Por Beatriz W. De Rittigstein
Tras la Segunda Guerra Mundial y conocerse la magnitud del Holocausto, el antisemitismo pasó a ser una vergüenza, por lo que pronto los antisemitas buscaron una vía distinta para dar rienda suelta a sus resentimientos, aparentando corrección y decencia. Con ese propósito, el término sionismo fue desvirtuado al punto de transformarlo en objetivo de odio, achacándole prejuicios similares a los que en épocas anteriores se usaron como excusa para segregar, perseguir y masacrar al pueblo judío.
Hacia finales de los 60 y con especial énfasis a mediados de los 70, se desplegó una campaña que adulteró el significado real del movimiento que concretó la reconstrucción de Israel en su tierra ancestral.

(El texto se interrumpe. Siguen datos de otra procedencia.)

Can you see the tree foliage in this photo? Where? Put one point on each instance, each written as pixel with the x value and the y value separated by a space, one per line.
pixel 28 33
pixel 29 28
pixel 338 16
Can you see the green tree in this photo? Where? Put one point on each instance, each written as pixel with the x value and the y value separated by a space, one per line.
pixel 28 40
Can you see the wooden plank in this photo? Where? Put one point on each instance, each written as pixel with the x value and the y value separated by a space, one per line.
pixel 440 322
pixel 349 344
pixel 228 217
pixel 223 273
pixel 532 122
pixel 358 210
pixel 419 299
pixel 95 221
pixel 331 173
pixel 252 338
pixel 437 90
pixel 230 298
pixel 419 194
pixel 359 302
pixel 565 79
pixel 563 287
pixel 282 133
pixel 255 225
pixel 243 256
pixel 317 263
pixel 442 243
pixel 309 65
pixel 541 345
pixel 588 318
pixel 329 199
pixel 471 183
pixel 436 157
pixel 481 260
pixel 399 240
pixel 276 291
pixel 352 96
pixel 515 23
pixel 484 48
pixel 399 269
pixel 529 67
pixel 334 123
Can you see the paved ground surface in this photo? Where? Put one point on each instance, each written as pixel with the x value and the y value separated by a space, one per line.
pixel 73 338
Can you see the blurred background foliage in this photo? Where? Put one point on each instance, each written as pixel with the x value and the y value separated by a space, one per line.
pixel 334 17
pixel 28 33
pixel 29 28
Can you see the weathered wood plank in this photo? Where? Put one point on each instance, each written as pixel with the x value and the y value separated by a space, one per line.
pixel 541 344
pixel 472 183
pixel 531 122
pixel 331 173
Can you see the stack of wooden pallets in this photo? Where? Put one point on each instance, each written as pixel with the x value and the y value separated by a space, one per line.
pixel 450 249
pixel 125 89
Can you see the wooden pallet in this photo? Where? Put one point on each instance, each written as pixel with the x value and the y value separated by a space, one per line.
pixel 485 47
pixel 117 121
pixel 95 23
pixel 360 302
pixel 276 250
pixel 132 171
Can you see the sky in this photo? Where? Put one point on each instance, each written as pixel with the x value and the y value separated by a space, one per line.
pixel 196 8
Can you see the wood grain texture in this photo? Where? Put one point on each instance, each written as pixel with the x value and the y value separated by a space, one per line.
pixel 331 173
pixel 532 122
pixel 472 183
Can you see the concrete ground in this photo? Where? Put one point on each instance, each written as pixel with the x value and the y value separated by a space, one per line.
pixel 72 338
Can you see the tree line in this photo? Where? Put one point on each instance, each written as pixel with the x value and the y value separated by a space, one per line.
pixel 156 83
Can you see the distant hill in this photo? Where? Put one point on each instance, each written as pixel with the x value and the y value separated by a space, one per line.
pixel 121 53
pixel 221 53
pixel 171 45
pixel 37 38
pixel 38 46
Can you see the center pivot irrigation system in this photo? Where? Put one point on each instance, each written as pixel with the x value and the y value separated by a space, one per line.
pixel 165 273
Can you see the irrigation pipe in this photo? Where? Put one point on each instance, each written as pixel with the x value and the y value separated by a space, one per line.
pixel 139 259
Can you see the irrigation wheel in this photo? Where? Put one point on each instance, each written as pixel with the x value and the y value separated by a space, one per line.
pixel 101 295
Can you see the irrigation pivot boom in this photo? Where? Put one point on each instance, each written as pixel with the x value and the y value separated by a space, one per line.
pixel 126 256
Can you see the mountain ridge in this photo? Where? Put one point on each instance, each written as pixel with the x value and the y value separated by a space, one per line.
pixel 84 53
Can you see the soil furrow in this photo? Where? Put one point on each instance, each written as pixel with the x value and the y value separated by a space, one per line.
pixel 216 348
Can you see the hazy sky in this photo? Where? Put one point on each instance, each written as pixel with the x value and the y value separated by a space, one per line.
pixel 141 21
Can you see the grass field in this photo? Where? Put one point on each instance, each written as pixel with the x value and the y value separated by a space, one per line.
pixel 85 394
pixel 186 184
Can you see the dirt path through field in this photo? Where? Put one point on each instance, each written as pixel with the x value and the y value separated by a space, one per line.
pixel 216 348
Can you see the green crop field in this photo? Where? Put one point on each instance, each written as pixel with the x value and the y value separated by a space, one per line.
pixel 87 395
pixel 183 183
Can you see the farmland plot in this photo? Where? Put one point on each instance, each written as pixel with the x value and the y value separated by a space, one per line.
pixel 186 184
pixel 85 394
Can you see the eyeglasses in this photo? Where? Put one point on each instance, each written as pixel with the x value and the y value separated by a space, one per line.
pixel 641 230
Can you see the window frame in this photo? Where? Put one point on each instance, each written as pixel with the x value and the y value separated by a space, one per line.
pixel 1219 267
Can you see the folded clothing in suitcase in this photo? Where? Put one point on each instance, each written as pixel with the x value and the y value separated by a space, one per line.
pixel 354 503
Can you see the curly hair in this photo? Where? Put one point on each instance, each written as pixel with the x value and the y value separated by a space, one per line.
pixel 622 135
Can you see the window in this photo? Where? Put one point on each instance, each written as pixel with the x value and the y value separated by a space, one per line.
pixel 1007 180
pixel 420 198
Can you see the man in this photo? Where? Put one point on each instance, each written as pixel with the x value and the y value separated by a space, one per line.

Uno de los responsables de esta insania fue la Unión Soviética, quien propagó esta nociva carga entre sus satélites de Europa Oriental, fortaleciendo sus alianzas con el mundo árabe e islámico y con el muy alineado movimiento de los No Alineados.
En el presente, con mayor virulencia y arbitrariedad, progresa una campaña para deslegitimar al Estado de Israel, definiendo el sionismo como la raíz de todos los males; "el complot sionista" es semejante a la conspiración judía, calumnia difundida a través del falso pasquín Los Protocolos de los Sabios de Sión, de principios de siglo XX.
Los actores de la actual campaña no son los mismos de hace cuarenta años, pero están ligados. Al igual que en el pasado, en este distorsionador juego de espejos actúa el fundamentalismo islámico, seguido por ciertos países y movimientos árabes, sumándoseles la extrema izquierda. El empeño es análogo; Ahmadinejad lo repite con idéntica claridad a Jomeini: borrar a Israel del mapa.
Sin embargo, el peligro va más allá: compromete la paz mundial.